La question paraît simple. Elle ne l’est pas. Et c’est justement pour ça qu’elle dérange. Depuis des siècles, l’être humain oscille entre deux récits confortables : celui du destin déjà écrit, qui rassure quand tout va mal, et celui de la liberté totale, qui effraie parce qu’elle ne laisse aucune excuse.
Après avoir lu de nombreux travaux — de la philosophie antique à la psychologie moderne, en passant par l’existentialisme — je note ceci: croire que tout est tracé est souvent une façon élégante de fuir sa responsabilité.
Les philosophes stoïciens, comme Épictète ou Marc Aurèle, faisaient déjà une distinction fondamentale : il y a ce qui dépend de nous et ce qui n’en dépend pas. Ta naissance, ton époque, ton milieu social, ton corps, ton pays, les crises économiques ou politiques ne dépendent pas de toi. Mais ta manière de réagir, de penser, de décider, d’agir, ça, oui. Le destin n’est donc pas une autoroute tracée d’avance, mais un terrain accidenté sur lequel chacun marche avec plus ou moins de lucidité.
Jean-Paul Sartre a radicalisé cette idée en affirmant que « l’existence précède l’essence ». En clair : tu n’es pas né avec une mission prédéfinie, un rôle cosmique ou une fiche de poste céleste. Tu existes d’abord, puis tu te construis ensuite par tes choix. Et c’est là que la phrase choque : nous sommes « condamnés à être libres ». Condamnés, parce que même ne pas choisir est déjà un choix. Même l’inaction est une décision. Même l’obéissance aveugle est une responsabilité assumée.
La psychologie moderne confirme ce que la philosophie pressentait. Les études sur le locus de contrôle montrent que les individus qui attribuent systématiquement leur vie à des forces extérieures — destin, chance, malchance, volonté divine ou complots invisibles — développent plus d’impuissance, moins de résilience et plus de frustration. À l’inverse, ceux qui reconnaissent les contraintes mais assument leur marge de manœuvre avancent plus loin, même avec peu. Non parce qu’ils sont favorisés, mais parce qu’ils se pensent acteurs, pas spectateurs.
Attention toutefois à un piège fréquent : croire que la liberté signifie égalité des chances. Ce serait faux et malhonnête. Nous ne partons pas tous du même point. Certains héritent de ressources, d’éducation, de réseaux, d’un environnement stable. D’autres héritent de chaos, de dettes symboliques, de violences visibles ou invisibles. Reconnaître la liberté n’efface pas l’injustice. Mais nier la liberté n’efface pas l’échec non plus. Les deux vérités doivent coexister sans hypocrisie.

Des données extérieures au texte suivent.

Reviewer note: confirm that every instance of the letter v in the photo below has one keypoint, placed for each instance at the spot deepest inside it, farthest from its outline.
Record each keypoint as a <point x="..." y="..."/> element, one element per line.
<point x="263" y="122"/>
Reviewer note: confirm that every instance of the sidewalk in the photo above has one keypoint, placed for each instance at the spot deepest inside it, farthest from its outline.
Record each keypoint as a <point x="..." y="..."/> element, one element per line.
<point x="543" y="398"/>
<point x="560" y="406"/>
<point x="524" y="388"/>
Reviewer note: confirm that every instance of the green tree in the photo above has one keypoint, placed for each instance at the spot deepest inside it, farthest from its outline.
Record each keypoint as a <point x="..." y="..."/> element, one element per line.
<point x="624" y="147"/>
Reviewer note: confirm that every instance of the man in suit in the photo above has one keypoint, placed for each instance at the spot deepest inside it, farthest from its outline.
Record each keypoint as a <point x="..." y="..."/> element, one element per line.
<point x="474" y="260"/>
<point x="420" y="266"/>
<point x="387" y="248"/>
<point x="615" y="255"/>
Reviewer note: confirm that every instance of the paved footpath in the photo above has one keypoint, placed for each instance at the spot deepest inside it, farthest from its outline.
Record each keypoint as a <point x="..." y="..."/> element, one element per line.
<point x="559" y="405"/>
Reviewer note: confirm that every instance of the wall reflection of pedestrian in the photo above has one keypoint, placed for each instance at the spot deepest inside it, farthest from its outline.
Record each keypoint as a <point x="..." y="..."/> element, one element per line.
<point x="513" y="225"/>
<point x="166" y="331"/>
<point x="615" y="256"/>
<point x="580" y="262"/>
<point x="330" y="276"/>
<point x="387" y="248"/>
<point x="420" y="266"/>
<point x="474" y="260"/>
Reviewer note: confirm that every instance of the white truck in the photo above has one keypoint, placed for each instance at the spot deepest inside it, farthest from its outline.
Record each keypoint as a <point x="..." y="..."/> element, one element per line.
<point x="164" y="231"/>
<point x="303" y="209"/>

Dire que tu es libre ne veut pas dire que tout dépend de toi. Dire que tout ne dépend pas de toi ne veut pas dire que rien ne dépend de toi. La maturité intellectuelle commence exactement à cet endroit inconfortable. Là où l’on cesse de se raconter des histoires simples pour affronter une réalité complexe. Là où l’on arrête d’accuser le destin pour justifier l’inaction, sans pour autant mépriser ceux que la vie a frappés plus durement.
Alors, avons-nous un destin tout tracé ? Non.
Avons-nous une liberté absolue ? Non plus.
Nous avons mieux que ça, et c’est plus exigeant : une liberté située. Une liberté imparfaite, contrainte, parfois douloureuse, mais réelle. Et cette liberté-là oblige à une chose très précise : penser avant de croire, choisir avant de se plaindre, agir avant d’espérer.